If the GOP leadership really believes its chances to retain control of the House rise or fall based not on how vigorously it fights Democrats and that party’s agenda – but on whether it can rein in conservatives within the GOP – it will doom Republicans to significant losses in November and dramatically increase the chances that President Trump will be impeached.

If, on the other hand, Republicans focus on drawing clear and actual distinctions between themselves and those who seek to wrest the House majority from them, the dynamics change dramatically in their favor. Such a strategy – given the will to pursue it – is relatively simple, even in the context of an opposition party clearly intent on impeaching the Republican president.

First of all, the GOP should reject the oft-quoted but largely misunderstood notion, attributed to former Speaker Tip O’Neill, D-Mass., that “all politics is local.”

Trump’s astonishing 2016 victory had nothing to do with “local” politics. Neither did Ronald Reagan’s in 1980. The tsunami that swept four decades of Democratic control out of the House in 1994 also had little to do with “local” issues; it had everything to do with broad, national issues like gun control and tax reform.
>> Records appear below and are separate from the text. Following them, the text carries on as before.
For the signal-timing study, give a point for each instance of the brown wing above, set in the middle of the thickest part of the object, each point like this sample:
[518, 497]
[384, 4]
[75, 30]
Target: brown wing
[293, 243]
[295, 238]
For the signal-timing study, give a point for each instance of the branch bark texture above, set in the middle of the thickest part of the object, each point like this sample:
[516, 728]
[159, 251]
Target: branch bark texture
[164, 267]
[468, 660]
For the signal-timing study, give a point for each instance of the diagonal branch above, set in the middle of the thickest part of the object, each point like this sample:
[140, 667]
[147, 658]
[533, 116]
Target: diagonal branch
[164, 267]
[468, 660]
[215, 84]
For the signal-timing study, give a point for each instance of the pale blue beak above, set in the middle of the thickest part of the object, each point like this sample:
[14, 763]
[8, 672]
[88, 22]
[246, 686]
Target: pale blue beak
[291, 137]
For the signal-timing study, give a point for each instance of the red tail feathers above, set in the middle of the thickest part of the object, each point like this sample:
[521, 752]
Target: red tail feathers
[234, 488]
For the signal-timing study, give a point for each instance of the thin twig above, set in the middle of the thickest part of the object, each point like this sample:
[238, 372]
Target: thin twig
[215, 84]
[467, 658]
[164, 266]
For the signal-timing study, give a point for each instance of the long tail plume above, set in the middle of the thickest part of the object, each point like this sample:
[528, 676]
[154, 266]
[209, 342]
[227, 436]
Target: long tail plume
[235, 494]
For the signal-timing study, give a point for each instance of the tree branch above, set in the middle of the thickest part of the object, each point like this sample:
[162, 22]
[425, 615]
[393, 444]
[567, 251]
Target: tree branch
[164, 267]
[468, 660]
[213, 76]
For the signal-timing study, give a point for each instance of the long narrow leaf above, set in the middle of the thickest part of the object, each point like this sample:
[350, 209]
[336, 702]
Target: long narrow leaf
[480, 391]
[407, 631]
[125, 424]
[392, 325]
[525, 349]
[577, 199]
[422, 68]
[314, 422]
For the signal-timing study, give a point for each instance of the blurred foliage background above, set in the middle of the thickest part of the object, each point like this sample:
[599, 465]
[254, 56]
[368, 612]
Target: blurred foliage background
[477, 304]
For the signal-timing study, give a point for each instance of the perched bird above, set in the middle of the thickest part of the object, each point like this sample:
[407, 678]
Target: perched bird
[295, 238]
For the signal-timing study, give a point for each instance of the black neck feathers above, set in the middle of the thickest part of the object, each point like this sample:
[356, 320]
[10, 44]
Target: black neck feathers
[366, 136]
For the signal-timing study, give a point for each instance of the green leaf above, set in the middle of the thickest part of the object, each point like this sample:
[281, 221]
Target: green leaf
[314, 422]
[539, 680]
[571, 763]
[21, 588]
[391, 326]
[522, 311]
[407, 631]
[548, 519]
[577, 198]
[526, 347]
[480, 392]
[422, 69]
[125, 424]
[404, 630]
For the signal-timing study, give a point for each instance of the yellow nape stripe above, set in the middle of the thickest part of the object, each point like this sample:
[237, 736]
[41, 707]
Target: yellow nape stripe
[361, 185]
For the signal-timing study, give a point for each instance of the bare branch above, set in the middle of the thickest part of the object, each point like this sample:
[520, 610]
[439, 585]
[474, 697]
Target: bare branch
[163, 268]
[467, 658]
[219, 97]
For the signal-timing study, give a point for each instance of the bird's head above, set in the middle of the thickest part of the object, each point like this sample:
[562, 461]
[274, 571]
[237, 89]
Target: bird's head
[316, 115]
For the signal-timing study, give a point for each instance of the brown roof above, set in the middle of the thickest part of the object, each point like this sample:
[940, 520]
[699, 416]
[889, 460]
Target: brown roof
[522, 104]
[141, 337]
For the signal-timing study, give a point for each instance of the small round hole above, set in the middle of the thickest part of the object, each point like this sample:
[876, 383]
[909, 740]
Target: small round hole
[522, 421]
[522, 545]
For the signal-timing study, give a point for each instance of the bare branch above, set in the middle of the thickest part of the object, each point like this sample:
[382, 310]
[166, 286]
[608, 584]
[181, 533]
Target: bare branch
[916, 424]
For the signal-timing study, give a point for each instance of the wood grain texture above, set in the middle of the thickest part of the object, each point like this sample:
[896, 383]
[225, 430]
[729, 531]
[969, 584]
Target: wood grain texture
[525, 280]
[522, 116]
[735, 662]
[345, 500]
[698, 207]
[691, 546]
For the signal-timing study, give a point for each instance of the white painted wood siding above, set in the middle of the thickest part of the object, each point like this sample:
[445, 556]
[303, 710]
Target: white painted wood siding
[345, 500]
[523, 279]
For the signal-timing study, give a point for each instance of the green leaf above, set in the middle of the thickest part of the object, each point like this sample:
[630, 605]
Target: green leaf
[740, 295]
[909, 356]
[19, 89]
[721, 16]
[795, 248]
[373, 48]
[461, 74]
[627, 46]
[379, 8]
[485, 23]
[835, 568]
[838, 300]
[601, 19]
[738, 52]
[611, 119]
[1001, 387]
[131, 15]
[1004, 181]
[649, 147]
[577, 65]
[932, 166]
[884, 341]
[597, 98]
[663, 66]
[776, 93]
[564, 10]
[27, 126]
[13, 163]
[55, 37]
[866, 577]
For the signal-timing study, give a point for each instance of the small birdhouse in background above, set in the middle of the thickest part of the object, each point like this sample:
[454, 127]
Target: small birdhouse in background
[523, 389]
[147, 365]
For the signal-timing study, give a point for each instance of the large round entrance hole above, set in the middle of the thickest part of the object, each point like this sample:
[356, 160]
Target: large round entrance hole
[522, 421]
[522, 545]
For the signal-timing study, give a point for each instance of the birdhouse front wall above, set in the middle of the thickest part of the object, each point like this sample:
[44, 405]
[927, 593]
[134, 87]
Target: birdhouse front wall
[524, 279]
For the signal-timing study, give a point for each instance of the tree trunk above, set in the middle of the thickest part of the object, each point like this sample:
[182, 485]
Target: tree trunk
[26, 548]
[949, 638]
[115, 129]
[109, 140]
History is fairly clear on this score – the Republicans win when the elections focus on national issues.

Even if Republican leaders refuse to learn from President Trump’s 2016 winning game plan, all they have to do is consider the issues on which the grassroots supports him now. Trump’s agenda is a national agenda; it presents a clear and distinct break with that of the Democratic Party.

The president favors true immigration reform – Democrats don’t. The president supports freeing businesses from strangling regulations that hamper the market – Democrats don’t. The president supports local control of schools – Democrats don’t. And the president wants you to pay less in taxes – the Democrats want you to pay a lot more. There are plenty of other examples of differences between President Trump and Democrats.

These issues, and many others, are clear winners for Republicans in the House. They should be vocally advocated in both legislation as well as in political arenas.

Republicans need not fawn over every Trump tweet. But it would seem to be a no-brainer to support the president’s agenda openly, and to back him up in the House through legislative actions, spending bills reflective of that agenda, and strong opposition to Democratic moves trying to undo his regulatory reform.

If House Republicans do all this – while also drawing attention to the manner in which the Democrats are waving the impeachment flag wildly and in a manner clearly designed to overturn what Hillary Clinton lost for them two years ago – the Republicans may regain their fighting edge and maintain a majority that right now is slipping through their fingers.

Former Rep. Bob Barr was a member of the U.S. House of Representatives from Georgia from 1995 to 2003. He now practices law and heads Liberty Strategies, a consulting firm in Atlanta.